From: Jan Hidders <hidders_at_REMOVE.THIS.uia.ua.ac.be>
Date: 15 Nov 2002 00:51:42 +0100
Message-ID: <3dd4370e$1@news.uia.ac.be>


Juan Pardillos wrote:
>
>I'd like to know which formal forms are the most important, both from
>a theoric point of view and from a practical point of view. I mean, is
>enough with considering BCNF or we should go on, if possible to get
>4FN or more?.
>
>Which is the usual way of proceeding?.

The usual way is that many people stop at 3NF because they were taught that this the most practical NF and if you go any further things get too difficult, or too inefficient, or "overnormalized" or whatever. What people *should* do is check if they can proceed to BCNF and 4NF and still remain dependency preserving. Sometimes this will make certain queries harder to compute, especially those that have to join again the tables that were split in the normalization process, but whether this is significat may depend on a lot of details and on the other hand not normalizing can maked queries harder if they do not need the join. Moreover, not being in 4NF can cause lots of redundancy and make your tables much bigger then necessary.

>As an student, I've been only taught until 4FN, but I think there are
>some more. I'd like to know if they are really important and/or easy
>to understand. Any link is greatly appreciated.

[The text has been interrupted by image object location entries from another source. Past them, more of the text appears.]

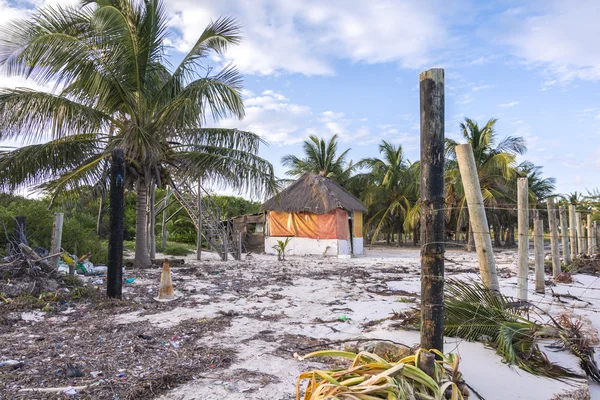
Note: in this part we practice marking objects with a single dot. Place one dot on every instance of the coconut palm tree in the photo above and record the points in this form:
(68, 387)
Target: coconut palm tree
(320, 157)
(113, 88)
(496, 166)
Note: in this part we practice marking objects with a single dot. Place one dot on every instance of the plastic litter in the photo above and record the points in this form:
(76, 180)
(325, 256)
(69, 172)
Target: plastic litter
(14, 364)
(73, 371)
(70, 391)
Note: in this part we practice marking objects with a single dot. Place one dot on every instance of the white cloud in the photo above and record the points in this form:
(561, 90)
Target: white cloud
(304, 37)
(562, 38)
(464, 99)
(481, 87)
(281, 122)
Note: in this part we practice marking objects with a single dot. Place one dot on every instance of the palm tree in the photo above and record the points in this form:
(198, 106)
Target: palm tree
(320, 157)
(496, 167)
(114, 89)
(390, 189)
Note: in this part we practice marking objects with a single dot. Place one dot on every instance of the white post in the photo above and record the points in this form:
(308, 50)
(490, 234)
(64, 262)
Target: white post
(56, 238)
(152, 234)
(199, 222)
(523, 234)
(564, 235)
(580, 236)
(553, 237)
(538, 246)
(590, 235)
(477, 217)
(595, 234)
(164, 223)
(573, 232)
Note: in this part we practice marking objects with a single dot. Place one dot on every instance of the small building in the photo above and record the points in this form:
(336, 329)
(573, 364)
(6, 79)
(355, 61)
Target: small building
(318, 215)
(252, 230)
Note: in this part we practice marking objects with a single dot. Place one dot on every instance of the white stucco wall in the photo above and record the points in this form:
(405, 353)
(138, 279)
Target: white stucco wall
(357, 243)
(305, 246)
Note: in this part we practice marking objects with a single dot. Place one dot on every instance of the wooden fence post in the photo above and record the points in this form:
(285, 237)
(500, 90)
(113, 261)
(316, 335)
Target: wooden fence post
(56, 239)
(199, 237)
(114, 276)
(538, 248)
(523, 233)
(580, 235)
(163, 229)
(477, 217)
(432, 103)
(590, 229)
(20, 231)
(573, 232)
(553, 237)
(564, 235)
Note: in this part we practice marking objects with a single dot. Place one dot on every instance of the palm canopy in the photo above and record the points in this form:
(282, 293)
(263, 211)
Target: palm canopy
(495, 160)
(321, 158)
(114, 88)
(390, 188)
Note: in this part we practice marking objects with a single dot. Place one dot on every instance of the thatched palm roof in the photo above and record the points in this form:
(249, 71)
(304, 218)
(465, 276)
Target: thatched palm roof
(313, 193)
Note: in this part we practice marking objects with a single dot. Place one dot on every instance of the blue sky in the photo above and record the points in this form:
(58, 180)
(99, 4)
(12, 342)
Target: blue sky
(351, 67)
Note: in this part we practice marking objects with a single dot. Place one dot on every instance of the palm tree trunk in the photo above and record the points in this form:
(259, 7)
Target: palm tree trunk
(152, 232)
(510, 237)
(415, 237)
(142, 257)
(470, 240)
(99, 220)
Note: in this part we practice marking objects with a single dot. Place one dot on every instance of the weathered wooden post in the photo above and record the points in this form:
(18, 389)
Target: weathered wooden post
(595, 231)
(432, 208)
(580, 235)
(523, 233)
(573, 232)
(164, 222)
(564, 235)
(477, 217)
(114, 276)
(553, 237)
(199, 237)
(538, 249)
(590, 230)
(56, 239)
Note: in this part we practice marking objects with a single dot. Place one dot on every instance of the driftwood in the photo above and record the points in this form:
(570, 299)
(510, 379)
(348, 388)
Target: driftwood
(27, 262)
(52, 390)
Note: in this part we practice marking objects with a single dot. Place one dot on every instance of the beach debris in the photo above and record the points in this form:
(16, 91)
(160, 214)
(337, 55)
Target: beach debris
(73, 371)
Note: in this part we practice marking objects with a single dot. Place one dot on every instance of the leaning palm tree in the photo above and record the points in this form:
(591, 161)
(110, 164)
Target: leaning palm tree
(320, 157)
(114, 89)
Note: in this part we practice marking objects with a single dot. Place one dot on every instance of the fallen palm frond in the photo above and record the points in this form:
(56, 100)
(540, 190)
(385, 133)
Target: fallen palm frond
(370, 377)
(475, 313)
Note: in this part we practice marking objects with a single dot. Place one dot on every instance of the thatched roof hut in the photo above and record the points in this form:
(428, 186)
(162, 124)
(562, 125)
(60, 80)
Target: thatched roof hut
(315, 194)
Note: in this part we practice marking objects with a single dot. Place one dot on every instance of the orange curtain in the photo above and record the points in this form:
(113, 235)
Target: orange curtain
(333, 225)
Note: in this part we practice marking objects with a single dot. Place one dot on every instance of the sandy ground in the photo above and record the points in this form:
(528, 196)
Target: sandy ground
(258, 312)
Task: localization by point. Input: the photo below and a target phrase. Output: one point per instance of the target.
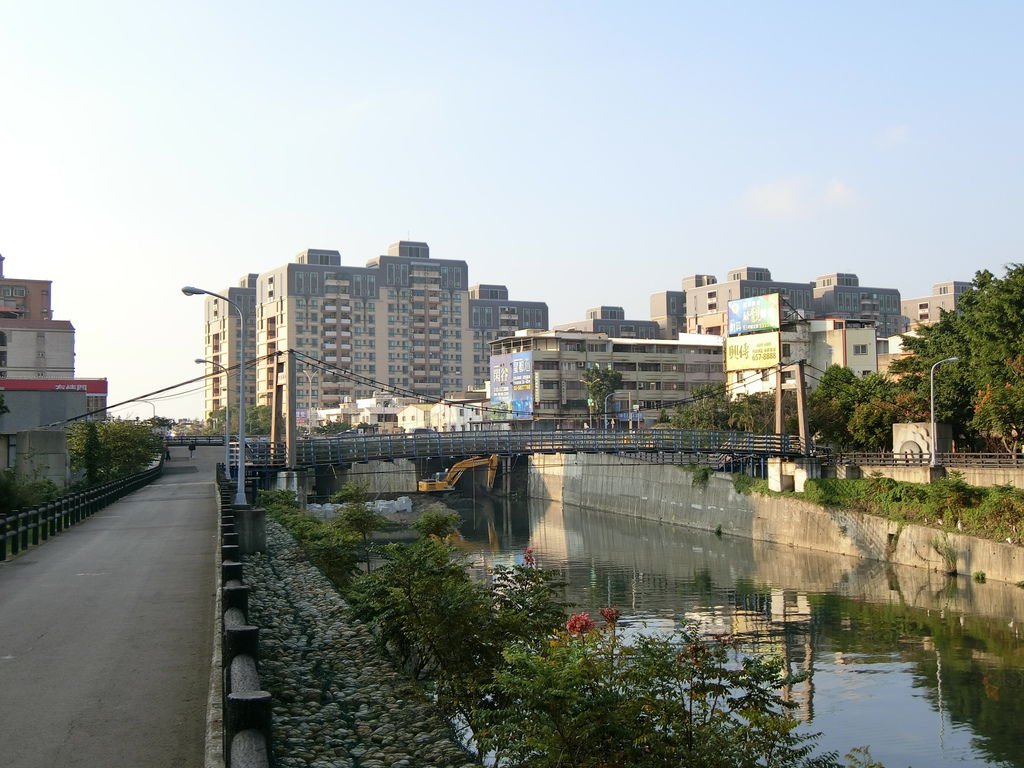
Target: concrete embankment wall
(668, 494)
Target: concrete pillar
(779, 474)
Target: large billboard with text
(752, 352)
(512, 385)
(754, 314)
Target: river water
(928, 671)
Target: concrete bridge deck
(107, 631)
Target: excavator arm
(448, 482)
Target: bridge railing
(247, 708)
(33, 526)
(419, 445)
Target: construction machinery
(446, 480)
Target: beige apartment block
(928, 309)
(656, 374)
(404, 322)
(221, 339)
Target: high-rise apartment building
(838, 295)
(841, 295)
(612, 322)
(404, 321)
(708, 300)
(928, 309)
(668, 309)
(222, 335)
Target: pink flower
(610, 614)
(580, 624)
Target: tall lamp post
(240, 491)
(934, 462)
(309, 402)
(227, 426)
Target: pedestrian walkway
(107, 631)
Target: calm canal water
(927, 671)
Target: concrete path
(107, 631)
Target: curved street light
(605, 409)
(934, 462)
(227, 426)
(240, 489)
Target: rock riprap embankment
(337, 701)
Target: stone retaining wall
(336, 700)
(668, 494)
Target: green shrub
(436, 520)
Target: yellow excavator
(448, 480)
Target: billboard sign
(512, 385)
(752, 352)
(754, 314)
(89, 386)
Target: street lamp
(309, 401)
(932, 398)
(227, 426)
(240, 491)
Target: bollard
(246, 711)
(237, 597)
(23, 526)
(243, 640)
(230, 571)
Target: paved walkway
(107, 631)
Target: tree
(108, 450)
(437, 521)
(600, 383)
(708, 409)
(332, 428)
(356, 517)
(588, 700)
(257, 420)
(753, 413)
(852, 413)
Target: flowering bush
(580, 624)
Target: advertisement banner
(512, 385)
(90, 386)
(754, 314)
(752, 352)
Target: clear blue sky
(582, 154)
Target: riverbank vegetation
(538, 688)
(949, 503)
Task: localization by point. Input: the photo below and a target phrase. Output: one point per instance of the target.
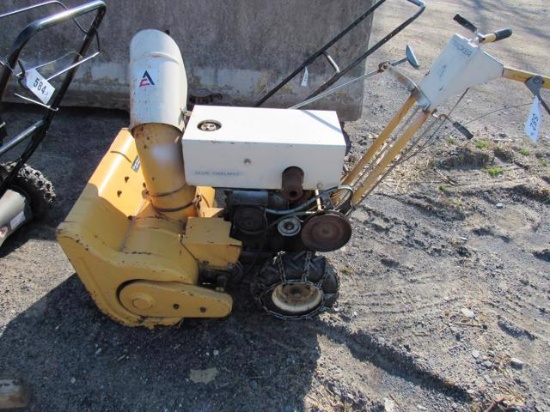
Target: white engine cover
(253, 146)
(158, 82)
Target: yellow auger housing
(139, 235)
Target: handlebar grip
(465, 23)
(495, 36)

There's only one more, 5NF (also called PJ/NF or PJNF or the project-join normal form), and it has in fact been proven that this is the highest normal form that can be reached by splitting relations by decomposing them into projections. For a small example see:

http://www.gslis.utexas.edu/~l384k11w/normover.html

It's one of the hardest normal forms to understand and in practice it is not easy to spot the special type of dependencies, i.e., the join dependencies, that are used to check if you are in 5NF. In fact, it is a public secret that there are a few text books out there, some of them by well-known authors, that don't define it correctly.